Randall Munroe's cartoon XKCD 936 is a great summary of the problems with passwords. Unfortunately, his proposed solution isn't much better. Using a dictionary with 32768 words to create a passphrase means 15 bits of entropy per word in the passphrase. To get to a work factor of 2^120 we need eight words.
If passwords are so bad, why do they survive? The answer is that while they are hopelessly insecure, they do have some important practical advantages.
The one major advantage of passwords is that they work on every device with a screen and a keyboard. They don't work very well but they work a lot better than trying to put a smartcard into a computer that doesn't have a slot.
Before smartphones became ubiquitous, the other big advantage of passwords over the alternatives was that they didn't need any extra hardware. Security tokens cost money to issue, they get lost, they break and people just don't like carrying them around.
Another major advantage of using passwords is that a user can delegate their authority to another person by sharing the password with them.

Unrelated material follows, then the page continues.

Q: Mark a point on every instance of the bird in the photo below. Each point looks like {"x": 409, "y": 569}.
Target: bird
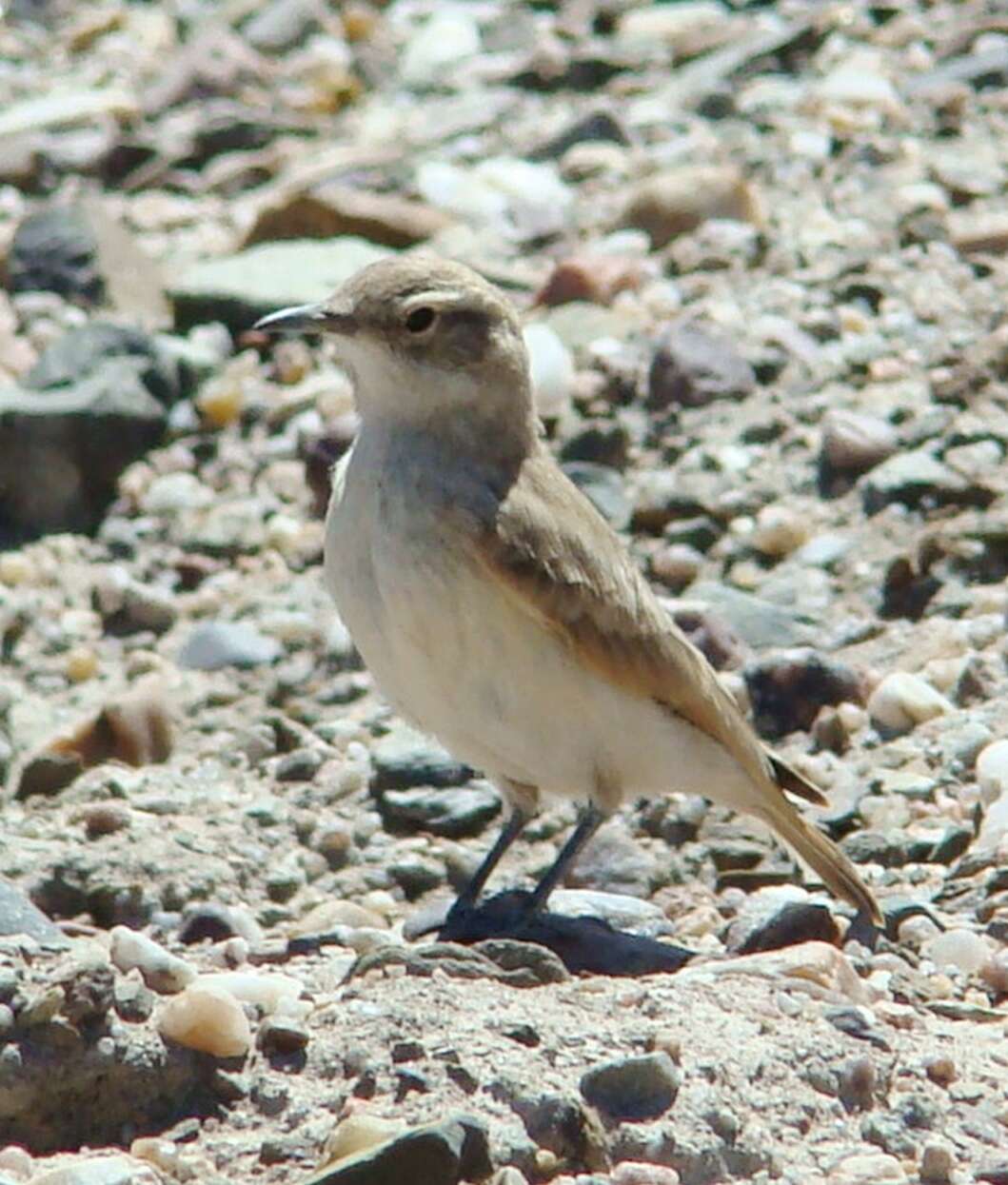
{"x": 495, "y": 607}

This is not an advantage as far as the system administrators are concerned. of course. But it is one of the main reasons attempts at deploying strong authentication fail. Faced with a choice between following policy and getting their job done, most people do what is more likely to get them promoted.
It is not unusual to find organizations where the administrative burden of getting accounts set up mean that temporary staff use a pool of shared passwords. It is of course impossible to know who did what afterwards. So the staff with least investment in the organization have the least accountability.
People have been proposing 'single sign on' solutions to 'replace passwords' for decades. And most of them have not got very far and those that have got somewhere have merely reduced the number of parties that are required to act as password verifiers. None of the fundamental problems of using passwords have been addressed.
If we are going to replace passwords we need to focus on the deployment problem and in particular the problem of how to get to critical mass. For this reason, the Mesh strategy to eliminate passwords has two stages.
There are many commercial providers of password manager products but very few even document how they secure the passwords and none to my knowledge use end-to-end encryption to secure the password data.
The Mesh provides an open specifications based, password management infrastructure that is end-to-end secure. Compromise of the Mesh cannot lead to compromise of the user's passwords because the password data stored in the Mesh is encrypted and the user has sole control of all the decryption keys.
If the number of Mesh users reaches critical mass, it is likely that sites making use of password authentication will become interested in making use of the Mesh confirmation protocol for authentication.
If a site has registered a user's Mesh fingerprint, they can use any form of authentication that the user advertises credentials for in their personal profile.